Examining bacterial structure was crucial to evaluating the impact of UV radiation on both cellular integrity and DNA disruption. To achieve this, all irradiated and control samples were analyzed to assess the effects of UV exposure on bacterial morphology before and after treatment. The study primarily focused on samples that exhibited maximum inactivation over a specific period of UV irradiation. The preparation process began with the extraction of treated bacteria, which were transferred onto a glass slide using a secondary glass slide followed by the series of processing stages, including fixation, dehydration, and air-drying. For fixation, 4 % glutaraldehyde was applied to the irradiated bacteria and left for 30 min. Following this, the bacteria underwent dehydration using a graded ethanol series (50 , 70, 90, and 100 %), with each step lasting 10 min. Once dehydrated, the cover glass slides were air-dried at room temperature before being sputter-coated. Finally, the prepared samples were examined under a scanning electron microscope (SEM) (Tabletop TM3000, Hitachi, Japan) at 7,000× magnification with an accelerating voltage of 15 kV.

Results & discussion

Dose dependency on bacterial suppression

To verify the anti-bacterial effectiveness of the UV irradiation, S. aureus and E. coli were treated with different PWM intensities (60 , 80, 100 %) for different treatment times (120 s, 150 s, 180 s, and 210 s) (See Figure 4).
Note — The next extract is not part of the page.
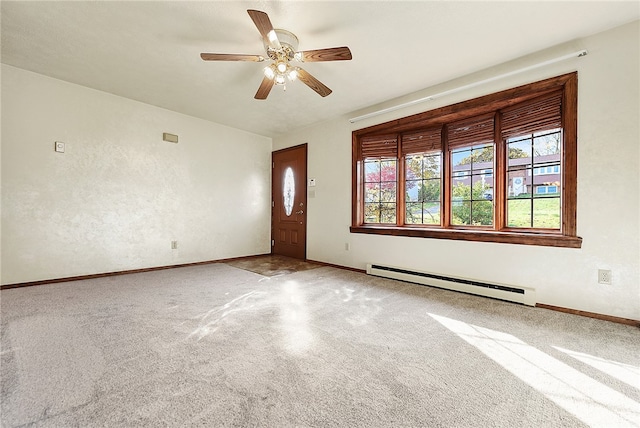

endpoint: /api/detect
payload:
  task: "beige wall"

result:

The minimum distance of 15 cm was chosen which was in accordance with the studies employing UV LED arrays and lamps [24], [25], alternating with the increment of 15 cm. Moreover, based on the recent work [26], where efficient disinfection was reported using time duration alternating with the increment of 30 s. Results show a linear correlation between increasing UV dose and bacterial suppression, with increasing PWM settings and increasing exposure over time producing greater suppression.

Figure 4:

Suppression of S. aureus and E. coli against varied UV irradiation upon employment of different irradiation efficiencies.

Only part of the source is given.